Undocumented immigrants face stiffer penalties

Photo courtesy: Florida Phoenix

On Friday, Florida Gov. Ron DeSantis signed bills designed to make it harder for undocumented immigrants to live in the state, possibly deterring them from coming to the state of Florida.

The rules enlisted within these bills include driving without a license, “Non-official ID cards” bumping up certain criminal penalties.

In a press conference at the Polk County Sheriff’s Office of Central Florida, DeSantis stood before the audience accompanied by Sheriff Grady Judd, Lt. Gov. Jeanette Nunez, and Attorney General Ashley Moody.

The bills signed by DeSantis were HB 1589, SB 1036, HB 1451, and HB 1589. These new bills impose a mandatory 10-day jail sentence for a conviction for driving without a license or with a license that has been suspended, canceled, or revoked.
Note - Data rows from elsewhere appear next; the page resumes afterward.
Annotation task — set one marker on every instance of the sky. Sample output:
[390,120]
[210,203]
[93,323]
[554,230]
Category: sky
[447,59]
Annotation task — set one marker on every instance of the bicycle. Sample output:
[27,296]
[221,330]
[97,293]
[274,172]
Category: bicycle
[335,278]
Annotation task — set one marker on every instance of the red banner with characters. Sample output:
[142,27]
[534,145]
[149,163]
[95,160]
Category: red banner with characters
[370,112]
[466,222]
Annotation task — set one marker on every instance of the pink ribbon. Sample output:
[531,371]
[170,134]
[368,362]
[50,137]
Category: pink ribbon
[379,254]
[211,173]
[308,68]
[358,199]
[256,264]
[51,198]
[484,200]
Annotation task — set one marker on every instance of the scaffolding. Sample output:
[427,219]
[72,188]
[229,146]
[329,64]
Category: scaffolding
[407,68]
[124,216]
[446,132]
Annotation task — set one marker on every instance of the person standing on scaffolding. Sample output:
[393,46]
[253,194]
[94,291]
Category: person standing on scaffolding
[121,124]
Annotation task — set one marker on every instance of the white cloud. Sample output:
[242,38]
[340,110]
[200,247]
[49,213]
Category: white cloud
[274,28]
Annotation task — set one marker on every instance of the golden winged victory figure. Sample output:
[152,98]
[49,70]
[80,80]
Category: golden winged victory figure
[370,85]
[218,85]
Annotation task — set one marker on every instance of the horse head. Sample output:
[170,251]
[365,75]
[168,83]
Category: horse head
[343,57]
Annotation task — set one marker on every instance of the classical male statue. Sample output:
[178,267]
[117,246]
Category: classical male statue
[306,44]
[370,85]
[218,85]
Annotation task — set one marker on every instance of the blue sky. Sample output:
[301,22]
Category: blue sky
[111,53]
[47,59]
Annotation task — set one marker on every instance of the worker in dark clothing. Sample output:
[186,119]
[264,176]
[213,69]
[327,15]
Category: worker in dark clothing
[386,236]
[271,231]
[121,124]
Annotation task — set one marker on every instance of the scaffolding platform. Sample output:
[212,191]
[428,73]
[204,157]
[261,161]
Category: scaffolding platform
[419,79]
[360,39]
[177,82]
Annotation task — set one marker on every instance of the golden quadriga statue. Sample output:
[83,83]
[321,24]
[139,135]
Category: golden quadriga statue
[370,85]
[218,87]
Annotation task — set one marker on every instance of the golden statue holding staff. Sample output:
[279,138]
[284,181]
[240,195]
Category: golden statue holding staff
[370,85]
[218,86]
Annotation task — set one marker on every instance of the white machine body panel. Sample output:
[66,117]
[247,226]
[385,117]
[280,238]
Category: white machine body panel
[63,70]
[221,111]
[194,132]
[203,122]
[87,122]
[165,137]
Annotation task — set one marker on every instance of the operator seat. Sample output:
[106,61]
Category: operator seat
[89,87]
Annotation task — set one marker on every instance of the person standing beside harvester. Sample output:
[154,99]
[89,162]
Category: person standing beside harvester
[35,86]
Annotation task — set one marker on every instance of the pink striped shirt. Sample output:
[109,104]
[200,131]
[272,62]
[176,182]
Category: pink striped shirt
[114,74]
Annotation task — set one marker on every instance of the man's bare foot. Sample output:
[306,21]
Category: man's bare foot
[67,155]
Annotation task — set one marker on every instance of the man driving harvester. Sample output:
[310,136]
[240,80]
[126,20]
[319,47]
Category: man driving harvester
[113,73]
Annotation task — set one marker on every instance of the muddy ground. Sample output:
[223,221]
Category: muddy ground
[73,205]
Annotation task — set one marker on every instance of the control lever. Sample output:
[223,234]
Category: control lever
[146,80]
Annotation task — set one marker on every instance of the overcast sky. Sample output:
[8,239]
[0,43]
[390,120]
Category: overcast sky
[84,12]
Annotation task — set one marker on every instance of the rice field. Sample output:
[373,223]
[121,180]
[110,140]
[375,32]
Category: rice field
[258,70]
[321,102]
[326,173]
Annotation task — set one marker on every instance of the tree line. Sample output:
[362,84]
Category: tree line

According to the Florida Phoenix, DeSantis said that one of his biggest concerns is immigrant migration. “One of the biggest deterrents we can do for illegal immigration is to make sure people that are doing that are facing serious consequences,” DeSantis said.

In addition, DeSantis also signed SB 1036, bumping criminal penalties for people who commit felonies after having been deported and returning to the United States or who are found to be members of crime organizations, often designed to launder drugs, humans, or weapons, and human trafficking.

Aggravated assault is now a third-degree felony, punishable by up to five years in prison and fines up to $5,000; once the new law takes effect on Oct. 1. The crime will then bring up to 15 years in prison and up to $10,000 in fines.

For more serious crimes, first-degree felonies, now worth up to 30 years in prison and $10,000 in fines, would bring 30 years to life behind bars.

HB 1451 prohibits the state and local governments from recognizing non-official ID cards sometimes issued by community groups to provide people lacking official ID with at least one way to establish their identities.

Vannessa Coe, managing attorney for the community ID program at Legal Aid Society of Palm Beach County, said she plans to continue issuing the cards notwithstanding the new law.

As reported by CBS News in May, DeSantis signed into law legislation prohibiting anyone transporting illegal immigrants into the state. Among other restrictions, the law imposes penalties on Florida businesses that hire undocumented immigrants and requires a citizenship question on patient forms for hospitals that accept Medicare.

Under the law, Florida also no longer recognizes driver’s licenses issued to undocumented immigrants from other states.